It comes just months after a separate emissions probe regarding the company's EcoDiesels.
The FCA (Fiat Chrysler Automobiles) US unit that sits under the Stellantis Group is set to hand over $5.6 million following a California investigation into violations of air quality regulations. Years after the Dieselgate saga, it appears that some automakers are still flouting emissions regulations.
Over 30,000 vehicles are involved in this settlement, and all were equipped with the 5.7-liter V8 Hemi engine.
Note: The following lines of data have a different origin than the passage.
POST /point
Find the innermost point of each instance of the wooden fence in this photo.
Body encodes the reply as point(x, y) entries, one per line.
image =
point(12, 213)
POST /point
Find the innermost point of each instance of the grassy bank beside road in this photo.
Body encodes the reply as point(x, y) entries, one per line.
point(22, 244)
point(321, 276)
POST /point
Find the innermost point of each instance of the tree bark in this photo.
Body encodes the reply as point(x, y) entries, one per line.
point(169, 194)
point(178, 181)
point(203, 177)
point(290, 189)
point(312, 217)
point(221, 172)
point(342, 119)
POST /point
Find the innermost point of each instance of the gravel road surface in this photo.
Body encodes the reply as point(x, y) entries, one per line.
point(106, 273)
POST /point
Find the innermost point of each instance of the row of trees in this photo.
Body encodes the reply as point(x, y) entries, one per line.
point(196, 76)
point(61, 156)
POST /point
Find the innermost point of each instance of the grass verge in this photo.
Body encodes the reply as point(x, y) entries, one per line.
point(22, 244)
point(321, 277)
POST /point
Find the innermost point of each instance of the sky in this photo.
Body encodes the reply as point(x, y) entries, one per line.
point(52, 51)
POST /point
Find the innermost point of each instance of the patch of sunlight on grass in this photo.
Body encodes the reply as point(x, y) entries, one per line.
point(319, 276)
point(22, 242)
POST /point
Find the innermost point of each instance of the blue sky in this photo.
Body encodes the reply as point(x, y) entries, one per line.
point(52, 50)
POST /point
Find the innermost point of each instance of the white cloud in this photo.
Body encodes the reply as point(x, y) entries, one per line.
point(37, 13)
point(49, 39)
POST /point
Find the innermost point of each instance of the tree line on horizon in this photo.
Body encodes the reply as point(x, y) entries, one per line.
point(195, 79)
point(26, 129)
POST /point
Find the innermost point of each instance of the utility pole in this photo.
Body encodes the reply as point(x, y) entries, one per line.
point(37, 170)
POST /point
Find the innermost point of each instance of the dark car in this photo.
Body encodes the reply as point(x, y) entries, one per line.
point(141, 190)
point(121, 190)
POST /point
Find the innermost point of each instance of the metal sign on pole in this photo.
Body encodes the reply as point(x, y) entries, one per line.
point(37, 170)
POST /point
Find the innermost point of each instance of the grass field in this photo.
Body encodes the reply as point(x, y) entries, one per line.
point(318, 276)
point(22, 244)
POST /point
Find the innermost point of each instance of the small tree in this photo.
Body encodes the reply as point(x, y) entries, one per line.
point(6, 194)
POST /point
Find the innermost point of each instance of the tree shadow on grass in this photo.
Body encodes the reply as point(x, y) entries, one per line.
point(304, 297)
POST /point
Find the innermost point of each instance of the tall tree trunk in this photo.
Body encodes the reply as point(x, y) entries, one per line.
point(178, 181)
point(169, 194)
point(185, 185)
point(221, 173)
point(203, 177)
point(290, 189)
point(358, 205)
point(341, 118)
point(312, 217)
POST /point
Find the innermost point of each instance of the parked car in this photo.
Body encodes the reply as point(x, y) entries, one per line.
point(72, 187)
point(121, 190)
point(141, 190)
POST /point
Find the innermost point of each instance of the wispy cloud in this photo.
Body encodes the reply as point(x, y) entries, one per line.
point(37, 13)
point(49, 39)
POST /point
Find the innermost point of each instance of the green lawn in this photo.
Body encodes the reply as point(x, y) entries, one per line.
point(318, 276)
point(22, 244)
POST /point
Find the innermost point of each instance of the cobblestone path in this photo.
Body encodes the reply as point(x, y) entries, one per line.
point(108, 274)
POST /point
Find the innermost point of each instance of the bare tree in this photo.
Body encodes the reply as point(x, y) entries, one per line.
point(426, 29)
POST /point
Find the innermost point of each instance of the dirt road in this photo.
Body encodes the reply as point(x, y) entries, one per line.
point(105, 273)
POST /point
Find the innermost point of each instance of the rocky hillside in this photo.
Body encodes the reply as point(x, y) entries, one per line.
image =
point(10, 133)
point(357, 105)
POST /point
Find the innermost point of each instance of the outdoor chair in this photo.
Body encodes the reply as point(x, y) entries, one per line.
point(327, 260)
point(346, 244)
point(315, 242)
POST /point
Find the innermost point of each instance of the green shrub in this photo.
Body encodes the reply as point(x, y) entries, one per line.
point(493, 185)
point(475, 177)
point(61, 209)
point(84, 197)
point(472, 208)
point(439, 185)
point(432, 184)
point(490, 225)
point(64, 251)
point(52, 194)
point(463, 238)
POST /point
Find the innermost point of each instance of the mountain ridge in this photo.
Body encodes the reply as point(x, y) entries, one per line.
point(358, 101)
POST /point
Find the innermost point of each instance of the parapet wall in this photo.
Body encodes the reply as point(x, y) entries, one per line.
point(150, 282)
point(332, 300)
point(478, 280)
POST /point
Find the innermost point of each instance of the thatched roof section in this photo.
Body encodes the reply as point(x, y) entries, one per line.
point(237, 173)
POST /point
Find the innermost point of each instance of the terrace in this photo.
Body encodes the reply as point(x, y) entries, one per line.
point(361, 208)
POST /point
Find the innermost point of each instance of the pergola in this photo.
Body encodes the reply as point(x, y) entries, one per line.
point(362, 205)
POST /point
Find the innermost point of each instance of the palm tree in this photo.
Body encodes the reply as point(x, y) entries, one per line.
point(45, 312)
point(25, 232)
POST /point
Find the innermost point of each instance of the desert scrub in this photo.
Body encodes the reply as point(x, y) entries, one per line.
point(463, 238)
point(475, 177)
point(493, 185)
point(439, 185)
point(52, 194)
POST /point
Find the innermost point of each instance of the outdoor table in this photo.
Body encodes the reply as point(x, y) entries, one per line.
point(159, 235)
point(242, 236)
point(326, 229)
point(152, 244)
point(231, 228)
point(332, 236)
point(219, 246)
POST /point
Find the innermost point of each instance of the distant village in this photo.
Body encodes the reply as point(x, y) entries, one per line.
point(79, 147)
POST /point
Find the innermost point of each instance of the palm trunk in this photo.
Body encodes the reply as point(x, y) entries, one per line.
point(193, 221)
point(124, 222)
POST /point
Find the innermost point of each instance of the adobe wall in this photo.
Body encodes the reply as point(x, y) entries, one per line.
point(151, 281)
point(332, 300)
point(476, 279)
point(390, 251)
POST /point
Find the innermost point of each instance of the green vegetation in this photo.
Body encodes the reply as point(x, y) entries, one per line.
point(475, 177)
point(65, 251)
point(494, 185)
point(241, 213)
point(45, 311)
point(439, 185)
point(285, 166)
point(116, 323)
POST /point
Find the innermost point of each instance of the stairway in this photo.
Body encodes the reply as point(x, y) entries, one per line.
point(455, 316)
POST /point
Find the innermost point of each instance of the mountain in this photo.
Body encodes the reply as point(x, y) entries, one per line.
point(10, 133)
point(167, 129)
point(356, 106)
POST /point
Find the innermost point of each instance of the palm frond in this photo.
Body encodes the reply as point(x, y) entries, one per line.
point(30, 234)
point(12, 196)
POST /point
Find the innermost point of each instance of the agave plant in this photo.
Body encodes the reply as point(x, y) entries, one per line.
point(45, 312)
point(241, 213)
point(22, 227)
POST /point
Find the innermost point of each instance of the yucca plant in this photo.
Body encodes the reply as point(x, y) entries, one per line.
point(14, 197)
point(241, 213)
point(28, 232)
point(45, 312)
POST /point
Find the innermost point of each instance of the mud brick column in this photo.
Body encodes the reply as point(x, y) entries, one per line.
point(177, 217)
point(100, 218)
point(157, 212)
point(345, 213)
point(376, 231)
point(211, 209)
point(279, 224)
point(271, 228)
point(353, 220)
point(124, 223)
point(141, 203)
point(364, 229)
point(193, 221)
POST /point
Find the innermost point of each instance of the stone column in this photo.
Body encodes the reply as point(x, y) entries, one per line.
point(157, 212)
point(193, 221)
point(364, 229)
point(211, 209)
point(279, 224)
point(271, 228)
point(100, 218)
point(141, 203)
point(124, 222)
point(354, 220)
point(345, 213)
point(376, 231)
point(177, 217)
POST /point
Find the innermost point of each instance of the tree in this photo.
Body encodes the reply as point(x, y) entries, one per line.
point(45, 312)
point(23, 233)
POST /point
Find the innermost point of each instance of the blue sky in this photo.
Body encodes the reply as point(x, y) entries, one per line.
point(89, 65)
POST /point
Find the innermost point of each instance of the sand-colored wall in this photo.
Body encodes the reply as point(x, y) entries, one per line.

This comes just months after FCA US was fined about $300 million for deceitful emissions testing relating to vehicles with an entirely different engine, the EcoDiesel, in what was dubbed Dieselgate 2.0.
The V8 engines involved in the latest payout were equipped to 2012-2018 model year Jeep Grand Cherokee, Dodge Durango, and Ram 1500 models.
According to the California Air Resources Board (CARB), these vehicles did not meet certification emissions standards. As per Reuters, the $5.6 million includes a $2.8 million civil penalty and $2.8 million that will go towards introducing more electric school buses to schools in the South Coast Air Basin. FCA cooperated with the investigation after the emissions problem was found during state testing.
"This case is a perfect example of why CARB's compliance testing is so important in protecting the state's air quality and public health," said Steven Cliff, CARB Executive Officer. On the other side, Stellantis somewhat sheepishly said that "while we accept responsibility, this does not reflect our strategy for the future."
Stellantis made mention of the 25 EVs it plans to introduce in the US by 2030, a group that includes the Ram 1500 EV and Jeep Recon SUV. But considering that it will be years before gas engines are phased out entirely, the company will still have to comply with emissions standards or face further penalties from authorities.
Besides the obvious fact that FCA US tried to circumvent emissions regulations, the latest ruling underlines the age of the Hemi V8 and explains why Jeep and others are gradually replacing it with smaller inline-six engines. The Dodge Challenger and Charger are also losing their V8s.
The separate emissions probe into EcoDiesel engines earlier this year involved the use of deceptive software features that helped vehicles equipped with this engine fraudulently meet the current standards. FCA has now had two settlements with California over the past four years.